Remember when I said being an actor is like having an incureable disease? Right. I had to go for it. ***I knew I had a great chance at getting this job, I just had to get in the door. (****This is the kind of cock-a-maimee thing actors say to themselves all the time to justify anything from an extra expense-- "If I buy this perfect-perfect dress I will get the job for sure!!!" to traveling in from out of town with a herculean effort on a one in a thousand chance--"Well I will never get the job if I don't even show up, and let's face it! I am perfect for it!" This is a part of the incurable disease, called false confidence that leads to severe debt and depression and a life alone in the Actors' Home. Or, if you want to look at it nicely, you are known as an eternal optimist. Okay? The glass is half full! There is a job right around the corner! My life could change with one phone call! That is the actor reality.
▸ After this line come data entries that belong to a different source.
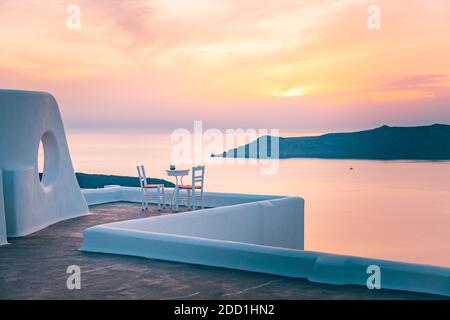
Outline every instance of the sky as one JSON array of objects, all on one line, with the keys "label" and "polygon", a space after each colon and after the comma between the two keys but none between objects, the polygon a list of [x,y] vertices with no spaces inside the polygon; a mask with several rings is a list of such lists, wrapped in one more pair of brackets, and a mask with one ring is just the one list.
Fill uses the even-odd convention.
[{"label": "sky", "polygon": [[449,57],[448,0],[0,0],[0,88],[73,130],[450,124]]}]

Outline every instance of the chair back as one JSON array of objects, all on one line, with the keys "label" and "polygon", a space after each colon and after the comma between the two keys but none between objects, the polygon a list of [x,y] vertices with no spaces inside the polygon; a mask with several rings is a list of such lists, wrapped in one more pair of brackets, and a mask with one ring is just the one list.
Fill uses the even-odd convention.
[{"label": "chair back", "polygon": [[205,166],[192,167],[192,188],[197,185],[201,186],[203,192],[203,184],[205,182]]},{"label": "chair back", "polygon": [[141,185],[141,188],[144,188],[144,186],[147,184],[147,178],[145,177],[145,168],[144,165],[139,165],[136,167],[139,175],[139,184]]}]

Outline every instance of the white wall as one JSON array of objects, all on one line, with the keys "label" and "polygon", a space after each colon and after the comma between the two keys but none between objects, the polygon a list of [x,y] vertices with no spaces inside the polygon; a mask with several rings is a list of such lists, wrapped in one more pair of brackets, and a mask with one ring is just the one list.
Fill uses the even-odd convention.
[{"label": "white wall", "polygon": [[257,201],[108,227],[303,250],[304,201],[297,197]]},{"label": "white wall", "polygon": [[[155,190],[149,190],[156,194]],[[99,189],[84,189],[82,193],[88,205],[103,204],[117,201],[141,202],[142,193],[140,188],[112,186]],[[165,188],[166,203],[172,199],[173,188]],[[222,207],[234,204],[249,203],[262,200],[272,200],[284,198],[283,196],[255,195],[240,193],[205,192],[206,207]],[[150,198],[150,202],[154,202]]]},{"label": "white wall", "polygon": [[304,202],[282,198],[109,223],[84,231],[82,250],[177,261],[334,285],[450,296],[450,268],[304,251]]},{"label": "white wall", "polygon": [[[43,141],[44,178],[38,178]],[[56,100],[47,93],[0,90],[0,170],[8,236],[89,213],[80,192]],[[0,228],[5,222],[0,221]]]},{"label": "white wall", "polygon": [[128,201],[124,199],[122,188],[123,187],[82,189],[81,193],[89,206],[110,202]]}]

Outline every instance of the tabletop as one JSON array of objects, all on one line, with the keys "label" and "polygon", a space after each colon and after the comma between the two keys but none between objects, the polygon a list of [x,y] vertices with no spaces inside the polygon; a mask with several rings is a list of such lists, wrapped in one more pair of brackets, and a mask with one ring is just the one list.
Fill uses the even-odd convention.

Naturally, I made the call.
And by made the call, I mean, I called Rob. I called from the parking lot of the Conway Library, my home away from home away from home. "Honey, they are looking for someone for the Las Vegas cast of AVENUE Q. Tell me I am nuts. Tell me not to call Evan to ask to be seen." Before he could a word in edgewise, I kept going. "I mean, right? We can't move to Las Vegas, Right? That's just nuts. Maybe if it was for the Broadway Company....I mean Charlotte is going to be in 2nd grade. We can't just uproot her. That is totally irresponsible. And I have this book to finish. I can't do it. I would have to get in the car and drive down there ASAP. That's nuts. I can't do it."
Silence. Then. He speaks. "You should totally do it."
Me. "I'm totally going to do it."
I hung up and instantly called Evan, who then called Cindy Tolan casting, and within a few hours I had an appointment time and songs to learn and the book deadline was somewhere in the back of my mind.....I'd get it done....I just had to go get this puppet thing out of the way. My official audition was for the role of Mrs. T. and Yellow Bear, and a Kate Monster understudy. In AVENUE Q lingo, this role is known as "The second hander" or in even more specific lingo, "Jen's track." I had 22 pages of material to learn, and 2 songs. I was in New Hampshire. My audition was in 48 hours. I was behind on my deadline. I was deliriously happy. I packed the car and headed home.
Tomorrow I will talk you through exactly what the role of the second hander is in great detail, what it involves and what this crazy puppet show requires of the actors. I might even post some youtube footage if I can find something that won't get me arrested by the actors' union.